Uganda Can Save Billions, Boost Efficiency by Greening Military Transport

Buwemblog
Kiira Motors Corporation
4 min readFeb 28, 2022

About a decade ago, the government found the pilferage of fuel for the armed forces unsustainable (of course no amount of pilferage in the security forces is tolerable as it compromises the nation’s entire safety) and decided to colour the army’s petrol green.

Whatever number of billions have since been saved as a result of the fuel greening hasn’t been announced to the public as it may be classified information. However, the green fuel continued powering many private vehicles especially the PSV taxis. The small bushes along the highways after exiting greater Kampala where PSV drivers used to stop to fill up remained operational for some time, though they can argue that they were getting their supplies from another coloured source. Hopefully the “supply bushes” didn’t just relocate to fewer known spots.

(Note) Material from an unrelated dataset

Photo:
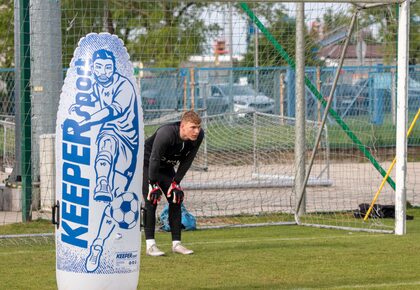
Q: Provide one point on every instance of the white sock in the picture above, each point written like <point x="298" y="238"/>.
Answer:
<point x="150" y="243"/>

Before the lockdown early 2020, most taxis from Ntinda to Kampala city centre were avoiding the Nakawa junction, blaming the traffic jam, preferring to pass Naguru, to the satisfaction of their passengers. What they never said was that they would have to stop at some kiosk just after passing the police headquarters to fill up from jerry cans ferried from the shanty dwellings of the police personnel. They suppliers could argue that the fuel in the dirty jerry cans was from another source not Uganda Police Force.

However smart greening the fuel may be, greening the technology would even be smarter. Even the adoption of fuel cards by different organisations just shifted the fuel theft from “more needy thieves” who were physically handling the fuel the “less needy thieves” using computers on their desks. But instead of theorizing, why not take a look at what the world’s greatest military is doing?

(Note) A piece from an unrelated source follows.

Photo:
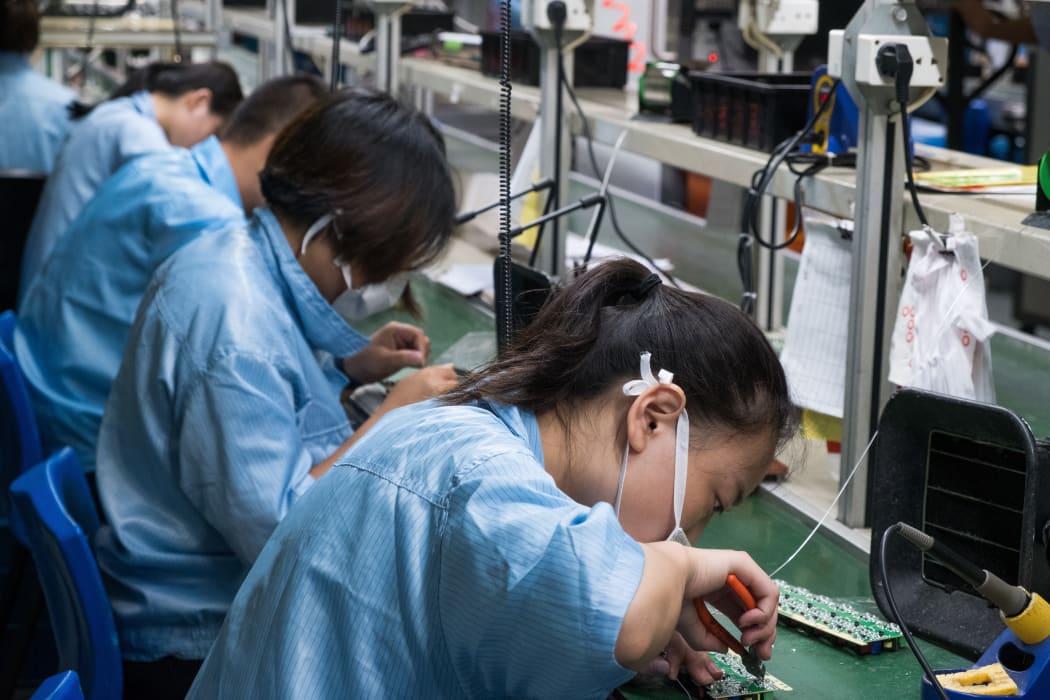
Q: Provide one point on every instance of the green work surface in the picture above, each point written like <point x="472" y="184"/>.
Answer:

The United States’(first female) Secretary of the Army Christine Wormuth was recently quoted thus: “The Army must adapt across our entire enterprise and purposefully pursue greenhouse gas mitigation strategies to reduce climate risks. If we do not take action now, across our installations, acquisition and logistics, and training, our options to mitigate these risks will become more constrained with each passing year.

The US military is reported to already have removed a whopping 18,000 fuel vehicles from its fleet (okay, they don’t tell you from how many) and saved millions upon millions of dollars in the process. They are installing 470 charging stations this year

A Ugandan can react by saying that the US has the money. But it is the poorer countries that need more to institute measures for saving money, not so?

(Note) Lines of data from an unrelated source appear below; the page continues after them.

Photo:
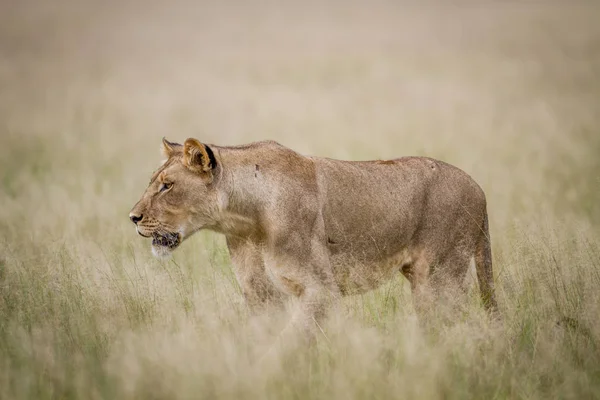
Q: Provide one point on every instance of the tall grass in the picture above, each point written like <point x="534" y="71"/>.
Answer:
<point x="509" y="92"/>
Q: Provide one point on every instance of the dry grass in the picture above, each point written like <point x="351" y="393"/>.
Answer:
<point x="507" y="91"/>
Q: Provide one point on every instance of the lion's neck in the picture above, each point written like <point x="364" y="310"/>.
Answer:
<point x="241" y="197"/>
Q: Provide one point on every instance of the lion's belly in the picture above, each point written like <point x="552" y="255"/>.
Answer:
<point x="355" y="276"/>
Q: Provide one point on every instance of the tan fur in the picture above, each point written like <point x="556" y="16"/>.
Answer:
<point x="318" y="228"/>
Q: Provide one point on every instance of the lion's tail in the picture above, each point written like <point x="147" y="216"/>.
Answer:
<point x="483" y="265"/>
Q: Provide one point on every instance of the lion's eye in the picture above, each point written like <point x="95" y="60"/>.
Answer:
<point x="165" y="186"/>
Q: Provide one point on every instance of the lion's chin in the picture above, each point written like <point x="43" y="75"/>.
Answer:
<point x="161" y="252"/>
<point x="164" y="244"/>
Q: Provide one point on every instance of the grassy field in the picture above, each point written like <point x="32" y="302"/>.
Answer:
<point x="507" y="91"/>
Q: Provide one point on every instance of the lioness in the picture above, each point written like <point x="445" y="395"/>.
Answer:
<point x="317" y="228"/>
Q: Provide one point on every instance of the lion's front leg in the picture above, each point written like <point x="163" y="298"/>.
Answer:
<point x="248" y="264"/>
<point x="302" y="270"/>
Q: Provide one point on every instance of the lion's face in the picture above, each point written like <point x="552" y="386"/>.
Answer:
<point x="180" y="198"/>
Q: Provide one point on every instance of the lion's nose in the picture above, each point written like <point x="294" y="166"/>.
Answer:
<point x="135" y="218"/>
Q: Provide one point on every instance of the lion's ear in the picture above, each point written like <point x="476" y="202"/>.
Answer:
<point x="197" y="156"/>
<point x="169" y="148"/>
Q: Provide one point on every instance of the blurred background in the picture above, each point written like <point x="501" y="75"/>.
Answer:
<point x="508" y="91"/>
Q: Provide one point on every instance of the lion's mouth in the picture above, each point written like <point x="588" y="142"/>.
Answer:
<point x="168" y="239"/>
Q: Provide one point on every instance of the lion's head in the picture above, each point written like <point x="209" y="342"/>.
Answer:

The US Army has already launched its comprehensive climate smart strategy, the UPDF doesn’t have to tell us theirs, but they should have it; they better have it.

UPDF Officials visit the Kiira Motors Corporation vehicle manufacturing facility in Nakasongola.

Logistics is an integral part of any army. Indeed, without Logistics there is no army. The ballistic capacity of the military reached higher than it ever should over 75 years ago (Hiroshima, Nagasaki) and since then the challenge has been and remains delivery. How far, how fast, how accurately and with minimal danger to personnel is the question. It will be some years before Uganda starts refining its petroleum. It is by God’s grace that the Army has never been incapacitated due to lack of fuel. But as the developed world shifts from internal combustion engines to electric vehicles, it would safe to assume that there will be less fuels being refined and those who will be depending on internal combustion engines will be spending more money of less fuel.

The UPDF has already been building capacity in manufacturing electric mobility equipment in partnership with Kiira Motors Corporation. The UPDF is actually playing the key role in building the Kiira Vehicle Plant for building electric (and other) vehicles in Jinja. What is known to the public is that the UPDF part of the trail blazing efforts to develop Ugandan’s civilian automotive industry. At least. It will be some years before Uganda starts refining its fuel. It is therefore prudent for Uganda’s army to start making more electric vehicles first for non-tactical use. That way, as it spends less on fuel, it will always have enough money for fuel for the equipment that must use fuel.

UPDF Senior Officers with the Kiira Motors Corporation CEO Paul Isaac Musasizi on the Kayoola EVS at Luwero Industries Limited in Nakasongola.

And on a brighter side, Uganda has the raw materials required for the electrification of the locomotion.